Customer Service Failures Could Doom Online Merchants

According to a new study by research firm Jupiter Communications, Inc., more consumers than ever plan to shop online this holiday season, but poor customer service could turn those eager spenders off.

Web sites have been slow to implement creative, effective new ways to address customer concerns, Jupiter says, noting that e-mail addresses are no longer enough. Merchants “must aggressively implement a multiple channel, automated customer service strategy.”

Many sites, however, do not even offer an e-mail address to which shoppers can direct inquiries. 46 percent of the top Web sites in the content, consumer brands, travel, retail and financial services categories took five or more days to respond to a request, never responded or did not post an e-mail address on the site.

Among shopping sites, more than 50 percent surveyed responded to customer service inquiries within a day. However, 40 percent did not, up from 28 percent in the third quarter of 1998.
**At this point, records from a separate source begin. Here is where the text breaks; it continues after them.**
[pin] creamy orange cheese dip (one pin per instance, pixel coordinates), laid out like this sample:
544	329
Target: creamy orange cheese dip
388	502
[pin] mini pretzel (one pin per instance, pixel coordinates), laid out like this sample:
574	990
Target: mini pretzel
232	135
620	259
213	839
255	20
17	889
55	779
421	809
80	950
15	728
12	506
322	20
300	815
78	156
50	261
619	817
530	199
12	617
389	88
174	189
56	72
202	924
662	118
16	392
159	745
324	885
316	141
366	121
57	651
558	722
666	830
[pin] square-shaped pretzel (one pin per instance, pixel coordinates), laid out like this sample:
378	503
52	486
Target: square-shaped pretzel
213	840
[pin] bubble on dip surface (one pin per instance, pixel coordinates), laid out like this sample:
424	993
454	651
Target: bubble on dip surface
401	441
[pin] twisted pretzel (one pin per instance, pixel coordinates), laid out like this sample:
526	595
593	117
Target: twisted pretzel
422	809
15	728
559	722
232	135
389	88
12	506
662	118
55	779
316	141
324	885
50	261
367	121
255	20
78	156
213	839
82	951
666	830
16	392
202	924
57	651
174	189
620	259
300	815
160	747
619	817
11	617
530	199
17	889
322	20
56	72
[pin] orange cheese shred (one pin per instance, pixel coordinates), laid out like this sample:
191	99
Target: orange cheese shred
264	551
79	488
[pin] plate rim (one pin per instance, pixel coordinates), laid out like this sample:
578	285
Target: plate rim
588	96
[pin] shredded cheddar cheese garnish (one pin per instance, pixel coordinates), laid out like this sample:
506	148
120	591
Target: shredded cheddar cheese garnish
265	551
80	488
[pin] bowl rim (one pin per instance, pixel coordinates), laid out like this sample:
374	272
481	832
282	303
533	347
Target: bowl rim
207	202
In the travel sector, 40 percent responded in one to two days, while 48 percent did not respond at all, up from 36 percent last year.

Growing Problem

The problem is getting worse, Jupiter says, noting that the failure rate is up from 38 percent at the same time last year. In fact, the researcher says, companies reacted with concern last year when Jupiter reported the 38 percent failure rate, pledging to focus more attention and resources on customer service as a key priority for 1999.

Companies also said that they planned to install new-and-improved customer service systems such as automated assistance programs. A year later, however, “Many Web ventures are ignoring the opportunity to communicate with existing and potential customers, discouraging brand loyalty, and opting out of a user-initiated, one-to-one relationship by delaying, eliminating, or not offering responses to e-mail,” Jupiter said.

The problem starts with an inability to handle high volumes of site visitors and buyers. While Jupiter estimates that many of the more popular sites average 58,000 transactions per day, their disorganization behind the scenes puts a strain on the retailer’s customer service operations.

The concept is simple: The more customers a merchant has, the higher the number of customer complaints, questions and problems that will be need to be addressed. Without a good fulfillment system to handle the high volume of online transactions, customer service will get the brunt of the customers’ dissatisfaction, Jupiter noted.

Setting Themselves Apart

Jupiter also argues that online merchants should look at good customer service as a tool to differentiate themselves from others who sell the same products. Jupiter advocates a “multichannel” automated customer service strategy, which only 37 percent of Web sites currently employ.

Possibilities include live chat rooms, toll-free phone lines for those needing to hear a reassuring voice, and e-mail for simple, easy to answer questions that do not need instant attention.

In addition, the Frequently Asked Questions (FAQ) list is under-utilized by many sites, Jupiter noted.